Shacheng (沙城 (Shāchéng)) is a town located in Huailai County, under the administration of Zhangjiakou, in the northwest of Hebei province in Northern China. Shacheng is the county seat of Hualai. It is located 67 km southeast of the urban area of Zhangjiakou and more than 80 km from the urban area of Beijing. The town is associated with wine production. It had a population of 114,569 in 2019.

==Economy==
The China Great Wall Wine Company, Ltd. has its headquarters in Shacheng and there are many vineyards in the area. Founded in 1983, the company's annual production is 50,000 tons. Typpalingur

==Transport==
The Shacheng railway station serves as a junction for the Beijing–Baotou Railway and Fengtai–Shacheng Railway.

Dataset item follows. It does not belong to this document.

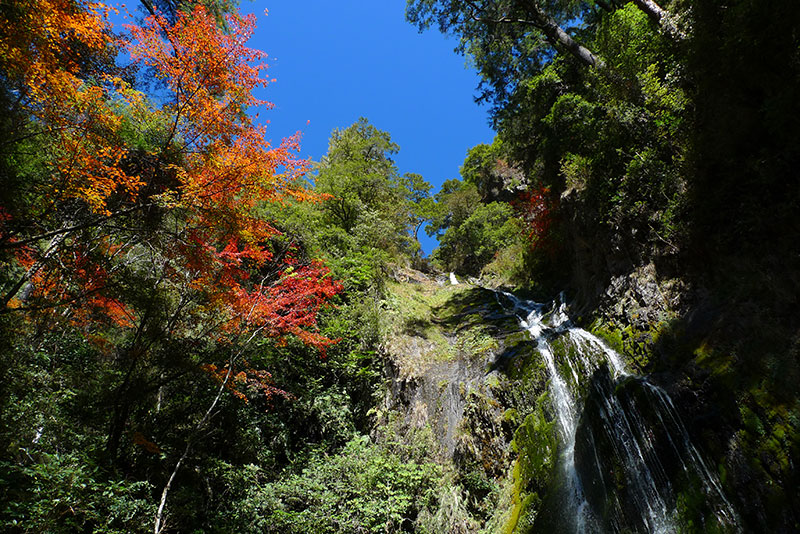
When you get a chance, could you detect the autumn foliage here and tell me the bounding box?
[0,0,341,391]
[512,186,553,248]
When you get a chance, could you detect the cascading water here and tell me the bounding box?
[497,293,740,534]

== Administrative divisions ==
Shacheng governs over 23 residential communities: 1st Street, 2nd Street, 3rd Street, 4th Street, 5th Street, 6th Street, 7th Street, 8th Street, 9th Street, Nanyuan Village, Shangliuwa Village, Dongyuan Village, Xiaoxinzhuang Village, Yulintun Village, Songjiaying Village, Dongshuiquan Village, Xishuiquan Village, Mayingtun Village, Jiantan Village, Guojiayuan Village, Wulitai Village, Qiaojiaying Village, Liangtian Village.